Suspect held in Germany over brutal killing of Bulgarian journalist

Suspect held in Germany over brutal killing of Bulgarian journalist

Suspect held in Germany over brutal killing of Bulgarian journalist

Local prosecutors say Marinova was raped and beaten on the head, and that they are investigating her death as a murder case.

Chief Public Prosecutor Sotir Tsatsarov said that officials were following all lines of inquiry into the killing of Viktoria Marinova.

Bulgaria's government said there was no evidence the killing was linked to Marinova's journalism for local television station TVN, "but her death has drawn worldwide condemnation and press freedom campaigners have expressed fears of a cover-up", says The Independent.

A Bulgarian news site,, said Marinova may have been jogging at the time, training for an upcoming road race.

However, Marinova only presented the show and did not conduct the interview herself, which in turn provided no new information about the matter, media reports said. "We can not have democracy without free press".

The Post reported on Tuesday night, citing a person familiar with the investigation, that before Khashoggi's disappearance, US intelligence intercepted communications of Saudi officials discussing a plan to capture him. Reporters Without Borders (RSF) also released a report earlier this year, detailing the obstacles to investigative journalism in Bulgaria with the Bulgarian parliament supporting a controversial legal amendment that would force media outlets to reveal the sources of their income adding pressure on media that rely on foreign donations to maintain their editorial independence.

Interior Minister MladenMarinov said investigators had found DNA evidence on the clothes and body of Viktoria Marinova, who was raped and strangled on Saturday in the northern town of Ruse.

RSF called for other journalists at the station to have police protection while the investigation takes place.

A TV reporter who covered European Union funds fraud cases was brutally murdered and allegedly raped in northern Bulgaria.

United Nations spokesman Stephane Dujarric said Monday that Guterres was "very concerned" about Marinova's slaying and awaited the conclusions of the investigation into her killing.

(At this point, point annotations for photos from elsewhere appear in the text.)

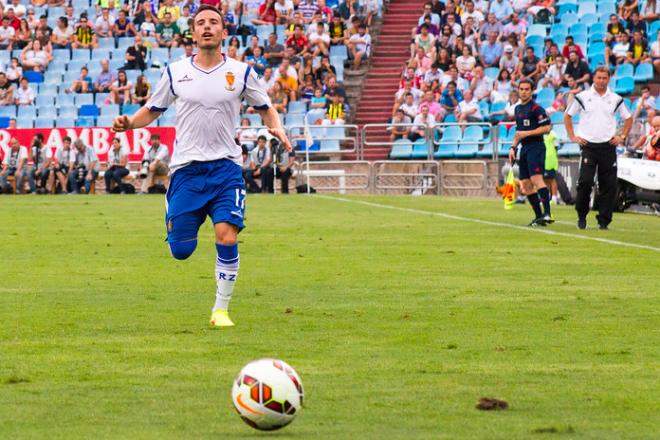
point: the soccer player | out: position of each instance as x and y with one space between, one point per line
206 176
531 124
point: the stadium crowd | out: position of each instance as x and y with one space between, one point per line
467 57
81 63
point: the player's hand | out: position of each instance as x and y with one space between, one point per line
512 154
616 140
280 134
578 140
121 123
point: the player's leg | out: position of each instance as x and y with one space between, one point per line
588 166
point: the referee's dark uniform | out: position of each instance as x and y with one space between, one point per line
597 126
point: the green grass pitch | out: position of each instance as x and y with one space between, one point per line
397 321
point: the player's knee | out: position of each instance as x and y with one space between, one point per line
183 249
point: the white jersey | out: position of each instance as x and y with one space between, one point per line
208 104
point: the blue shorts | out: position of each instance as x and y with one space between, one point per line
532 161
215 189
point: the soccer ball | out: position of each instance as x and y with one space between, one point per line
267 394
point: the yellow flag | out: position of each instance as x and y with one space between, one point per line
509 190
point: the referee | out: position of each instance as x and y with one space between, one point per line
598 140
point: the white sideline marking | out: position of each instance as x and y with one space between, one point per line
492 223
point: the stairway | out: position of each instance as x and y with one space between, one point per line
391 51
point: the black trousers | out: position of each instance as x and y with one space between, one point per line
597 159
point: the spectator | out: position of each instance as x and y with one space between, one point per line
105 78
7 35
468 109
399 126
84 37
266 14
62 162
491 51
34 57
578 70
116 168
136 55
104 24
82 85
274 52
142 91
168 8
62 34
22 36
24 95
14 164
338 31
261 156
422 121
284 162
167 32
554 76
319 41
14 71
569 44
529 67
501 9
6 90
509 61
84 169
41 156
336 112
155 162
278 97
638 50
120 90
360 46
123 27
502 87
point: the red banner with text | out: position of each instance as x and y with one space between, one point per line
99 138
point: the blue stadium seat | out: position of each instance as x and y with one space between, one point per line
85 122
643 72
44 122
452 134
80 54
66 122
110 110
23 122
401 149
83 98
45 103
589 19
8 111
129 109
624 69
63 100
89 110
27 111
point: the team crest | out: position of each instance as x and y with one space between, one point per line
230 77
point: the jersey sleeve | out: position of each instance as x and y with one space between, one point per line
254 91
163 95
541 116
575 107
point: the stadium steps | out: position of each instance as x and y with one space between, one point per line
391 51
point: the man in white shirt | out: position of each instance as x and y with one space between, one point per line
468 108
207 176
360 45
598 139
14 164
7 34
24 94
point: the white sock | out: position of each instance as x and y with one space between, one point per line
226 274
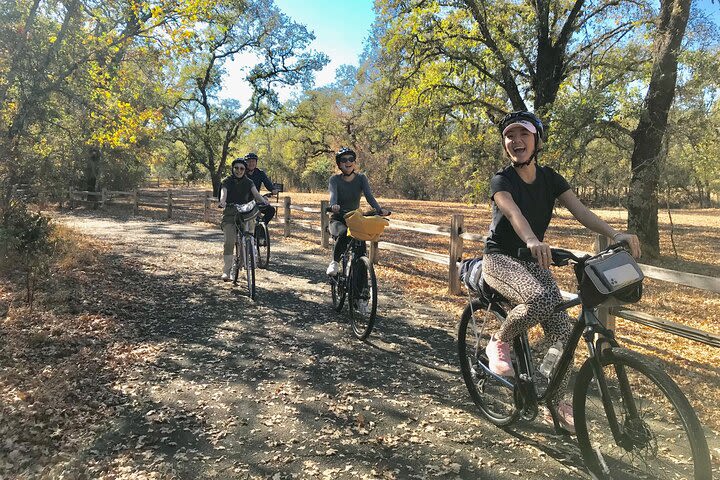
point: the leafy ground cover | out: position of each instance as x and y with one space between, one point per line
137 363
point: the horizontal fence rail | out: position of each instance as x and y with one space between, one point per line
456 233
191 200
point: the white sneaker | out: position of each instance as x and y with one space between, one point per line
333 268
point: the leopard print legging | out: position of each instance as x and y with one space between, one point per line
535 293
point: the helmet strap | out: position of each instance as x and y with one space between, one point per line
532 157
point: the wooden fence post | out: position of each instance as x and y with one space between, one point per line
373 253
456 249
286 216
324 222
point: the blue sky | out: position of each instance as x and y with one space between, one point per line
340 28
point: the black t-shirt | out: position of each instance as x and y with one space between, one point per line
535 200
239 189
259 177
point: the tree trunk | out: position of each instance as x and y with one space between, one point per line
648 136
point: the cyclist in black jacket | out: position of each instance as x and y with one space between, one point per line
259 177
236 188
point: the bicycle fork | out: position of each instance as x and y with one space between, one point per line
595 348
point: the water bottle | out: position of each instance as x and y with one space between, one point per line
551 359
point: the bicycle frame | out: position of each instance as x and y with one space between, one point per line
595 334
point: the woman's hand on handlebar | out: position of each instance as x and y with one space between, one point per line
541 251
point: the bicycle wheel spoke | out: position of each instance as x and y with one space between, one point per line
658 428
494 399
362 297
262 240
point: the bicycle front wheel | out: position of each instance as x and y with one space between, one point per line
659 436
250 265
262 239
494 398
362 298
337 288
237 261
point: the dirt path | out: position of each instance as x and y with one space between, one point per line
220 387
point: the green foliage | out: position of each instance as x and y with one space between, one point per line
27 243
317 172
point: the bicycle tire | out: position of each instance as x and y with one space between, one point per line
362 315
495 400
250 265
262 232
338 288
650 436
237 260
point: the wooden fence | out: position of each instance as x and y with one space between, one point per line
171 200
456 234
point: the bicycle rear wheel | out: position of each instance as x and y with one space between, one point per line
262 239
362 301
237 261
494 399
660 434
337 287
250 265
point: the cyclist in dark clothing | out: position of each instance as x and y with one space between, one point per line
345 191
523 196
238 189
259 177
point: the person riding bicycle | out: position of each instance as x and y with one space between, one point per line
237 188
345 190
259 177
523 195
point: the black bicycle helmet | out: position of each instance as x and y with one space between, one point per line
343 152
238 160
519 117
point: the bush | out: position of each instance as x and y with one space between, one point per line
26 243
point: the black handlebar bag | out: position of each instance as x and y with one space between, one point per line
610 279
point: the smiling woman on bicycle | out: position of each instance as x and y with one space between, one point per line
523 195
345 190
238 189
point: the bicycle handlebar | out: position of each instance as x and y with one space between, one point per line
561 257
368 213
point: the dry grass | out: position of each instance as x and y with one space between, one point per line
696 234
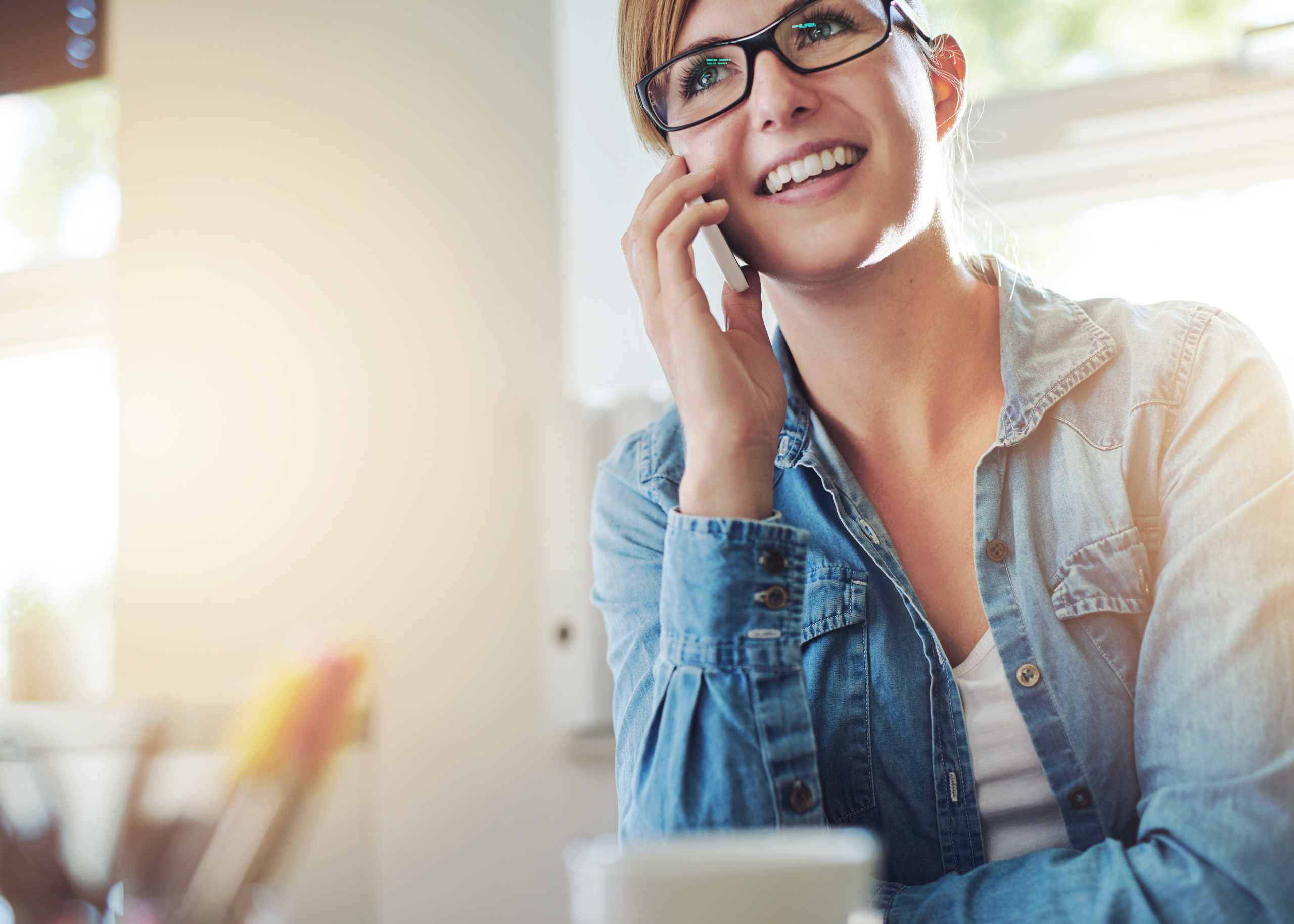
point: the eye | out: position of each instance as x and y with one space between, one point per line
822 24
813 33
704 73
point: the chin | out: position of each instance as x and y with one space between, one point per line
827 254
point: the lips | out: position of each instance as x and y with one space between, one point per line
796 165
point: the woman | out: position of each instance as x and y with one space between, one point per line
1004 578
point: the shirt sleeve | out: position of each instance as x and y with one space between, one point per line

Borissov said journalists in Bulgaria had "total freedom to write and report on any topic". In February, Ján Kuciak, a 27-year-old investigative reporter, and his fiancée, Martina Kušnírová, were shot dead in their home, 40 miles from Bratislava.

As The Guardian noted, Bulgaria was ranked 111 of 180 countries in this year's Reporters Without Borders world press freedom index.

"I will closely follow the investigation opened by the authorities".

Jourova and MEPs have visited Malta and Slovakia to keep an eye on police enquiries, but no one has been brought to justice yet.

The murder was similarly condemned by the European and International Federation of Journalists, both of which said they were deeply shocked by the murder.

Maltese journalist Daphne Caruana Galizia, who investigated local government corruption, was killed in October 2017 by a bomb that destroyed her auto. "There is no democracy without a free press. we expect a swift and thorough investigation to bring those responsible to justice", the European Commission said in a tweet.